But while I loved the character and the things they did with Quicksilver, this goes back to the lazy writing. When you can bring in any hero you want at any point, when you're not limited to a specific set of powers...well, the same thing happened in Heroes. At no point were things suspenseful anymore because any problem that came up, I easily thought "Oh, this guy's gonna come in and save the day." There was always one person that the writers could bring in.

I wouldn't be surprised if in a future film, Wolverine went, "SHIT, WE NEED TO GO FIND SOLVE-ALL-PROBLEMS WOMAN!" Watchmen was great and I felt that writing-into-a-corner thing several times because they limited the heroes. I knew what I was dealing with. There were RULES, CONFINES. If you wanna write whatever without any laws, make an art film. A film with actual, material conflicts that the protagonists are dealing with needs to have rules.

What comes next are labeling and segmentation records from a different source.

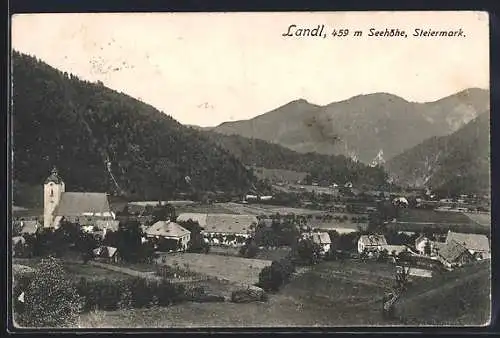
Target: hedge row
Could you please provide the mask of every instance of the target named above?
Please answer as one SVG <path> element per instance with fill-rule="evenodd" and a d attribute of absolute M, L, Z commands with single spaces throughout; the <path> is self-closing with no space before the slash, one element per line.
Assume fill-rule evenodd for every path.
<path fill-rule="evenodd" d="M 281 286 L 290 281 L 294 272 L 295 265 L 290 259 L 273 261 L 270 266 L 264 267 L 260 272 L 258 286 L 265 291 L 278 291 Z"/>
<path fill-rule="evenodd" d="M 17 278 L 13 295 L 17 312 L 22 311 L 22 304 L 17 297 L 27 289 L 31 276 Z M 144 278 L 125 280 L 86 279 L 75 283 L 77 293 L 84 298 L 83 311 L 112 311 L 123 308 L 142 308 L 149 306 L 168 306 L 192 297 L 183 285 L 168 281 L 149 281 Z"/>
<path fill-rule="evenodd" d="M 140 277 L 120 281 L 82 278 L 76 288 L 78 294 L 85 297 L 84 311 L 168 306 L 186 298 L 183 285 Z"/>

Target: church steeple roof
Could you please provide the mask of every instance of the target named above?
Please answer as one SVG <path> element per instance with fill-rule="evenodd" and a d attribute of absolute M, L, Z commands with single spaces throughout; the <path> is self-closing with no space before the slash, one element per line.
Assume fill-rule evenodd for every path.
<path fill-rule="evenodd" d="M 47 179 L 45 180 L 45 184 L 49 182 L 54 182 L 56 184 L 60 184 L 62 182 L 62 178 L 61 176 L 59 176 L 56 167 L 52 168 L 49 177 L 47 177 Z"/>

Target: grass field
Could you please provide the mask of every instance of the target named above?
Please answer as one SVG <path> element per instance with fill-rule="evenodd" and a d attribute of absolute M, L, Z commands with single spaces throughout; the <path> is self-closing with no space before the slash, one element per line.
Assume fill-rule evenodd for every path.
<path fill-rule="evenodd" d="M 486 325 L 491 316 L 490 261 L 422 281 L 396 303 L 408 325 Z"/>
<path fill-rule="evenodd" d="M 278 205 L 267 205 L 267 204 L 238 204 L 238 203 L 218 203 L 217 205 L 231 210 L 233 213 L 237 214 L 247 214 L 247 215 L 271 215 L 280 213 L 281 215 L 286 214 L 296 214 L 296 215 L 317 215 L 323 214 L 324 211 L 321 210 L 310 210 L 301 208 L 291 208 Z"/>
<path fill-rule="evenodd" d="M 260 271 L 271 261 L 242 257 L 195 253 L 168 254 L 164 256 L 169 266 L 225 279 L 233 283 L 254 284 L 259 281 Z"/>
<path fill-rule="evenodd" d="M 205 214 L 238 214 L 231 208 L 227 208 L 225 203 L 214 203 L 214 204 L 192 204 L 192 205 L 182 205 L 176 206 L 175 212 L 177 215 L 182 213 L 205 213 Z"/>
<path fill-rule="evenodd" d="M 479 225 L 491 227 L 491 214 L 465 213 L 464 215 Z"/>
<path fill-rule="evenodd" d="M 33 259 L 19 259 L 19 258 L 14 258 L 12 263 L 13 264 L 21 264 L 21 265 L 26 265 L 32 268 L 36 268 L 37 264 L 40 262 L 39 258 L 33 258 Z M 69 276 L 74 278 L 75 280 L 84 277 L 87 279 L 113 279 L 113 280 L 121 280 L 121 279 L 126 279 L 129 278 L 128 275 L 115 272 L 115 271 L 110 271 L 107 269 L 103 269 L 100 267 L 96 267 L 90 264 L 83 264 L 80 262 L 73 262 L 73 261 L 62 261 L 62 265 L 64 269 L 68 272 Z"/>
<path fill-rule="evenodd" d="M 257 167 L 254 173 L 260 179 L 268 179 L 271 182 L 297 182 L 306 178 L 307 173 L 284 169 L 268 169 Z"/>
<path fill-rule="evenodd" d="M 481 220 L 484 222 L 485 217 Z M 400 231 L 421 232 L 424 228 L 436 229 L 440 232 L 448 230 L 462 233 L 488 234 L 490 227 L 480 224 L 479 218 L 474 220 L 459 212 L 403 209 L 396 223 L 389 225 L 390 228 Z"/>
<path fill-rule="evenodd" d="M 460 212 L 419 209 L 401 209 L 397 220 L 409 223 L 475 224 L 474 221 Z"/>
<path fill-rule="evenodd" d="M 484 324 L 489 317 L 488 264 L 416 280 L 397 303 L 398 321 L 387 321 L 381 315 L 381 298 L 393 282 L 393 267 L 346 261 L 308 268 L 271 294 L 266 303 L 189 302 L 159 309 L 100 311 L 82 315 L 80 325 L 209 328 Z"/>
<path fill-rule="evenodd" d="M 266 303 L 184 303 L 168 308 L 97 312 L 82 327 L 298 327 L 384 325 L 381 297 L 393 268 L 323 262 L 299 274 Z"/>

It's like when you're playing a game with that kid from Elementary and she goes "I can make whatever rule I want. Rule number one, I ALWAYS win."

What the fuck.

It's not fair. It's not fun. So, they encounter a problem. Did the writers go "Okay, how can we solve this problem in a way that the audience can enjoy using the assets we gave ourselves to set up this film?" No, they went, "Let's make a small change to the set up. As in, we'll bring in a Gamebreaker guy with super speed, but then we'll make him go away even though he can solve most of the problems in the film simply because that's totally crossing the line."

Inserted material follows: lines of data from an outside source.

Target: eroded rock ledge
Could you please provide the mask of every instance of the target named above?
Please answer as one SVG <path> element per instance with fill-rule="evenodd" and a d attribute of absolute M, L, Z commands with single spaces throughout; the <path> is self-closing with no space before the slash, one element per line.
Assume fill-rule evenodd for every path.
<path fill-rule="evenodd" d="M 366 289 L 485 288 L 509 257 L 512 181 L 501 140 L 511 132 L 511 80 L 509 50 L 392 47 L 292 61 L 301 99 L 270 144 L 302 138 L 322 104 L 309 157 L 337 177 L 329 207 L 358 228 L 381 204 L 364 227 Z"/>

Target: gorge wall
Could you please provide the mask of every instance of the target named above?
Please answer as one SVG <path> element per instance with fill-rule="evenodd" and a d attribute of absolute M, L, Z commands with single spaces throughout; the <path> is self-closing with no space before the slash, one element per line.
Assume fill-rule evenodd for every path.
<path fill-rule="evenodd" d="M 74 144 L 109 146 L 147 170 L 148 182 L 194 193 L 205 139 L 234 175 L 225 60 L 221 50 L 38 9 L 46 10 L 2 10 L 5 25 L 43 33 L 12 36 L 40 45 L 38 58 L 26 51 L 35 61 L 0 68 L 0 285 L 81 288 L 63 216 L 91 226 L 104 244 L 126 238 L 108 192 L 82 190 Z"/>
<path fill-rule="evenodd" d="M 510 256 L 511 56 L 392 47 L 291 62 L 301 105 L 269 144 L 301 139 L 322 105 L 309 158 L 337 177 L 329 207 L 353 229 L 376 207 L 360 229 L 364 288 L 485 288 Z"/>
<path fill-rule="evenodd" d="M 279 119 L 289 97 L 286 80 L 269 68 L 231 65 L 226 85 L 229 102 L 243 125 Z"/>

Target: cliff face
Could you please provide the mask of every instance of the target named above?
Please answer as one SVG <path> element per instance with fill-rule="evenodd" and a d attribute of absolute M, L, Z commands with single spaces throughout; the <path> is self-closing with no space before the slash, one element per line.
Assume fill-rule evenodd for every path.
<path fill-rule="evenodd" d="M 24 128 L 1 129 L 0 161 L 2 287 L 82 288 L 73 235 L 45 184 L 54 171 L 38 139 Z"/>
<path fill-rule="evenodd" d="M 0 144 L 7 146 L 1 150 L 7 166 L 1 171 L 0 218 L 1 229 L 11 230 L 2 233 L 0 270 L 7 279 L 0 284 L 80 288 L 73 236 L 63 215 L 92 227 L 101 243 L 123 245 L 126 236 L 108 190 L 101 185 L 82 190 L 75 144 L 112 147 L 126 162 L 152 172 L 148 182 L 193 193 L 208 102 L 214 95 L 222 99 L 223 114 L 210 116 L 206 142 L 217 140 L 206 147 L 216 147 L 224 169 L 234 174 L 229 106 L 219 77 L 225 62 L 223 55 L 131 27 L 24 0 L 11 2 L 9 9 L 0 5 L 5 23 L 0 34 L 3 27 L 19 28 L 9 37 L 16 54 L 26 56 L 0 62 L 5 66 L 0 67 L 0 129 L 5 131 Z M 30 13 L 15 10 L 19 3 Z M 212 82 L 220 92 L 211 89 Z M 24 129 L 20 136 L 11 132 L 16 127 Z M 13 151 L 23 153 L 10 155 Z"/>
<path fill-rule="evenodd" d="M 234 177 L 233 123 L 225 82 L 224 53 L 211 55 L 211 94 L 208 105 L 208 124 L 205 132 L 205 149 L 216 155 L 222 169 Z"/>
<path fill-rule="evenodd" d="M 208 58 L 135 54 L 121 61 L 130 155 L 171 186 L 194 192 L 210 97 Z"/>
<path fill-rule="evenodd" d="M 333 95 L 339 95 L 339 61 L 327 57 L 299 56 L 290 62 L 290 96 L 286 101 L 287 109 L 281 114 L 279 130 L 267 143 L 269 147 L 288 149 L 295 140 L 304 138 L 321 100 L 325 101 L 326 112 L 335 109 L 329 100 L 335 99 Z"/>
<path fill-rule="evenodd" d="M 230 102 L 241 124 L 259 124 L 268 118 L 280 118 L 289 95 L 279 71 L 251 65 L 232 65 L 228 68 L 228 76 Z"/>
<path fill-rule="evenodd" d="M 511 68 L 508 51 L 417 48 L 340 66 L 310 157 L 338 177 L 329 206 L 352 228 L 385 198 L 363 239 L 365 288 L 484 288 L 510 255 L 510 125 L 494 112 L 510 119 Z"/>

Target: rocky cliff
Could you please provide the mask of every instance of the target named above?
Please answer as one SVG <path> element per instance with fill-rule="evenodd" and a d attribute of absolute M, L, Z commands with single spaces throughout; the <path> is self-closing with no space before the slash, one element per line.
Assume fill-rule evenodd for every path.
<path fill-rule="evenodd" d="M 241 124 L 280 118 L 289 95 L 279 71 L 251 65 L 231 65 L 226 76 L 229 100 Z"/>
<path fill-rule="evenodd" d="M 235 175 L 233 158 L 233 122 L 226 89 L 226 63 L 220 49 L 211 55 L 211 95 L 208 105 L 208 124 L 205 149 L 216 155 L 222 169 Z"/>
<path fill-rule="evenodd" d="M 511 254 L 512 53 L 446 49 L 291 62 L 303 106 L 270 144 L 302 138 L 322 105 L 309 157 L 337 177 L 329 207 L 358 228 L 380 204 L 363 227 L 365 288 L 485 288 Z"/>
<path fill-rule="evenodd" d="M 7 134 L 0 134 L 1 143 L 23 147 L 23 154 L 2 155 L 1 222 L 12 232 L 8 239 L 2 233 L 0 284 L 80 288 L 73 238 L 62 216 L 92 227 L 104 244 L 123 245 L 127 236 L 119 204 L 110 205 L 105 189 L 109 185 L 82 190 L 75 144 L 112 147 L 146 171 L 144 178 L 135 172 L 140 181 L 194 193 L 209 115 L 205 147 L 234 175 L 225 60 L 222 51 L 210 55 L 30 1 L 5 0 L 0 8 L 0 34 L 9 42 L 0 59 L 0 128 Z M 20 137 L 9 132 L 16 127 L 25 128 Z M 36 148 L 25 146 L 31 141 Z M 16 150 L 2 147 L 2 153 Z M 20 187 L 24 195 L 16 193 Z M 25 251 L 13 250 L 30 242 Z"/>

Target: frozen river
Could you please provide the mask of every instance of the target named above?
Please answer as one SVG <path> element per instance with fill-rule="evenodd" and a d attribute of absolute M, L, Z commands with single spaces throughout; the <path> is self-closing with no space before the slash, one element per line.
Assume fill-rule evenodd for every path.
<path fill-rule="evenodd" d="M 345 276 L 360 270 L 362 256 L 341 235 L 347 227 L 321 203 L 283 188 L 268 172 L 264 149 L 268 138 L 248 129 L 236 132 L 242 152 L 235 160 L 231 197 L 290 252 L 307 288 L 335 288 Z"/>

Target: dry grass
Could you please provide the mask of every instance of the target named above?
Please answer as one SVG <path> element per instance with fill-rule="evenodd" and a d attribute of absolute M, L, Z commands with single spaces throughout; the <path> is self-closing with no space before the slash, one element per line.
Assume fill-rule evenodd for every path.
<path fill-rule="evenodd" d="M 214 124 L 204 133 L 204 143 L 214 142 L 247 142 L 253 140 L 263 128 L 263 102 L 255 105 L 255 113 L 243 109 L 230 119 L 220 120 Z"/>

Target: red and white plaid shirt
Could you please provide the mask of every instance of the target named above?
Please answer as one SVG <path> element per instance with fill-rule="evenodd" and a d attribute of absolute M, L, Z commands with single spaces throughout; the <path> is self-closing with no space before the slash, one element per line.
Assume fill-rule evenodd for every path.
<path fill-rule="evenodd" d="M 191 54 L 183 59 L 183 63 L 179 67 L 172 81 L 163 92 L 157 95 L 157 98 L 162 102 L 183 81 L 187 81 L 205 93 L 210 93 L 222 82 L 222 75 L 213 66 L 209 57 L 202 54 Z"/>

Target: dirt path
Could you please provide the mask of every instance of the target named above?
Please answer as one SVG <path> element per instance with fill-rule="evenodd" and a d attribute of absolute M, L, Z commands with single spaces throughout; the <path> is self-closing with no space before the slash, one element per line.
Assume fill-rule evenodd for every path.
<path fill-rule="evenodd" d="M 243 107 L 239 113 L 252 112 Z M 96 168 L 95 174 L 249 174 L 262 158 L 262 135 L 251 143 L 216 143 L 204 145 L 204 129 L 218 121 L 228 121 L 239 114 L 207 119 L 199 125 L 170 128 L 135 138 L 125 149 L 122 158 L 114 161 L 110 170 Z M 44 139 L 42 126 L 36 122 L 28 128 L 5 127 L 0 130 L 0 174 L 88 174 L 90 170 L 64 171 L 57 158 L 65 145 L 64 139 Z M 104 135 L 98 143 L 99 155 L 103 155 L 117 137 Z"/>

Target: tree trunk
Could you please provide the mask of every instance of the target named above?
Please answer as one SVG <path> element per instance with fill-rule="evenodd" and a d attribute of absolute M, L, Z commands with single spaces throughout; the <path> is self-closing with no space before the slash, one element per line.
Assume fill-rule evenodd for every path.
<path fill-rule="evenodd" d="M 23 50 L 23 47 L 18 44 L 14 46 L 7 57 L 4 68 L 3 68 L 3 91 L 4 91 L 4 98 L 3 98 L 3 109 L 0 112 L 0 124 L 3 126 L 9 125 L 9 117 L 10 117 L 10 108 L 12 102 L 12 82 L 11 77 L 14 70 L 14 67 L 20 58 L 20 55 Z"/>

So, when the big fight came with the robots, there was no suspense because the time travel was just going to take over whenever it was convenient. Or another character would come in and save the day with their "I can kill robots" power.

The comic references were enjoyable. Figuring out the Stinger was fun. The film's writing was not very well done, and if you're just reading the last sentence to get the general gist of my post, my argument is in that wall of text.


----------



## tinker_tailor (Jul 11, 2014)

I personally really liked the 70s setting since I'm a bit of a history nerd. My mum was just laughing throughout Quicksilver's scene roud:


----------